Polyploidy underlies co-option and diversification of biosynthetic triterpene pathways in the apple tribe

背景+问题：Whole-genome duplication (WGD) plays important roles in plant evolution and function, yet little is known about how WGD underlies metabolic diversification of natural products that bear significant medicinal properties, especially in nonmodel trees. 

主要研究：Here, we reveal how WGD laid the foundation for co-option and differentiation of medicinally important ursane triterpene pathway duplicates, generating distinct chemotypes between species and between developmental stages in the apple tribe. 

结果1-两个苹果族物种的基因组：After generating chromosome-level assemblies of a widely cultivated loquat variety and Gillenia trifoliata, we define differentially evolved, duplicated gene pathways and date the WGD in the apple tribe at 13.5 to 27.1 Mya, much more recent than previously thought. 

结果2-通路鉴定与功能验证：We then functionally characterize contrasting metabolic pathways responsible for major triterpene biosynthesis in G. trifoliata and loquat, which pre- and postdate the Maleae WGD, respectively. 

结论：Our work mechanistically details the metabolic diversity that arose post-WGD and provides insights into the genomic basis of medicinal properties of loquat, which has been used in both traditional and modern medicines.

 摘 要 

全基因组复制（WGD）在植物的演化和功能方面发挥重要的作用，但是关于WGD是如何影响具有重要药用价值的天然产物，尤其是非模式树木中的代谢物多样化还不清楚。

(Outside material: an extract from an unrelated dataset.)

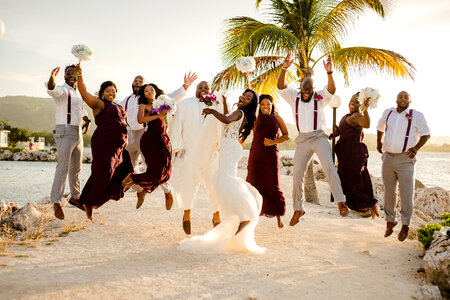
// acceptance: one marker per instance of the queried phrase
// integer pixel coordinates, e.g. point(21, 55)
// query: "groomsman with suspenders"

本文中，作者揭示了苹果族植物中，具有重要药用价值的乌苏烷类三萜通路因为WGD发生了复制，从而导致该族不同植物物种之间和不同发育阶段形成了不同的化学型。作者通过组装了一个广泛栽培的枇杷品种和阔叶美吐根（Gillenia trifoliata），鉴定了差异演化的、复制的基因通路，并且将苹果族的WGD发生时间定位在了一千三百五十万年到两千七百一十万年前，这个时间点要比之前所认为的更加靠近现代一些。接着，作者对阔叶美吐根和枇杷中主要负责三萜化合物生物合成的代谢通路进行了功能验证，这两个通路一个形成于苹果族WGD之前，一个形成于苹果族WGD之后。本文的工作从机制上详细说明了WGD后产生的代谢多样性，并为已用于传统和现代制药的枇杷其药用特性潜在的基因组基础提供了见解。